Friday, November 18, 2005

past lives
the luxury of comfort is pushing the screams of mercy back into the troves of malcontent. we're too small for our seats
too big for our strollers
withering away as it slowly decays,
holding on to that which fades away
(holding on to our past lives, our past years of glory, of who we were to make up for who we weren't)

is it a sad thing? is it a pitiful thing? or is it the only thing that we could feel?


i wrote that on my way back to perth earlier this semester. i think its something that has been brewing in me for a pretty long time, this feeling that my entire life has been a mistake. that everything i've ever done has been the result of one mistake, one failure after another. and again i stress that people remember your failures more than your achievements.

in a way, i see the perpetual looking at the past, longing for nostalgia as well as remembering achievements as a sign of weakness. it sometimes shows how we remember our glory years, and only walk in the past, never moving forwards. and yet for so much of my judgement, today perhaps i'm reminding myself just how important certain lessons from the past are.

if you see me today, you'll probably know that i was just an average corporal during my stint in the army. and in perhaps in admiting a bout of my insercurity, i think i still believe that people seem to give more credit to officers, that to a certain extent, in a credentials sorta way, people respect them more. i might be wrong, i'm probably paranoid, but today i say things in the hope of exorcising them.

and everytime i feel this way, like why are officers getting all the credit and respect? is it something to really be proud of? spending 9 months getting rank that professional soldiers spend 4 years slogging for in a military university to achieve? before it gets discredited as sour grapes, i'm believe i'm telling it like it is as well.

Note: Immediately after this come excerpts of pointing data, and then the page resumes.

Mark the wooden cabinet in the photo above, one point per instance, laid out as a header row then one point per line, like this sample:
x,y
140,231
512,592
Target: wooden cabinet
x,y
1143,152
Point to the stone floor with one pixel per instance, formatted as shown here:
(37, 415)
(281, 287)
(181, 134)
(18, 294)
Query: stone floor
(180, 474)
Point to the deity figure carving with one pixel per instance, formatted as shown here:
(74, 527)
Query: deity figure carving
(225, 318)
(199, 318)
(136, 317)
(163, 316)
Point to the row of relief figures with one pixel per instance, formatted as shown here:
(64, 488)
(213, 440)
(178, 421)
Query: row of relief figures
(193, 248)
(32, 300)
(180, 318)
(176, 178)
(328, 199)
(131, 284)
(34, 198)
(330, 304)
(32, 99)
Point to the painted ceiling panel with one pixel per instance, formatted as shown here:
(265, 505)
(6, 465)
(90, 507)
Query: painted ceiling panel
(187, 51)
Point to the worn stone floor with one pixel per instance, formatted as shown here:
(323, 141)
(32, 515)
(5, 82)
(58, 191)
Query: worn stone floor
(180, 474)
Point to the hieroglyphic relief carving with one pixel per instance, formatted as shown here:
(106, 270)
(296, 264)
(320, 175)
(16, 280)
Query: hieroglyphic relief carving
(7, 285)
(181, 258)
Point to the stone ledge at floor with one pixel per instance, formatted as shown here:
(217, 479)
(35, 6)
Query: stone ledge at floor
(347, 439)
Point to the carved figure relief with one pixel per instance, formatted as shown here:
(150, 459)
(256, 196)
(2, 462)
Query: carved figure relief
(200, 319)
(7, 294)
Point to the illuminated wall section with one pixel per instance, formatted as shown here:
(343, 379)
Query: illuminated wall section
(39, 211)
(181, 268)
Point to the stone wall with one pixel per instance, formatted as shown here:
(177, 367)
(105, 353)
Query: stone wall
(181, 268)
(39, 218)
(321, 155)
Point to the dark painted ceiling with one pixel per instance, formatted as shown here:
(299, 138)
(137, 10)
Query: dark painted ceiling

my time in the army was spent this close getting my chance to be an officer. if i were to remember an achievement, i was the best recruit in my company, i was supposed to have a future (in the Singapore Actors Federation though). the thing is, because i don't wanna wallow in the past, i don't like talking about this. but i recognise that maybe i'm not all that over it.

and that's my point exactly. people spend more time harping over the fact that you screwed up, not wot achievements you had in the past. you may have recieved top class honours, or a daymn nobel prize, you may have saved the world, but all you need to do is to destroy it and everyone will be blaming you, and nobody cares two cents about all the good you did before that.

and i wrote those lines above, because i recognised in myself, and in life in general just how obsessed we are at attaining future credentials so that our past may speak for us.

but i'd just like to say that all we have is now. we remember the good in our lives to make up for the bad in our past. but all we have is now. it is now that we have a power to create or destroy. i wish i could mean it when i say we are free of the past, its something that i believe all of us need. salvation from our pasts, its one of the things that has a solid grip of fear on us and paralyzes us. and yet, if we are truely free of that past, then all we have is now, and that's worth living for sometimes. no fate save for wot we make of it ourselves.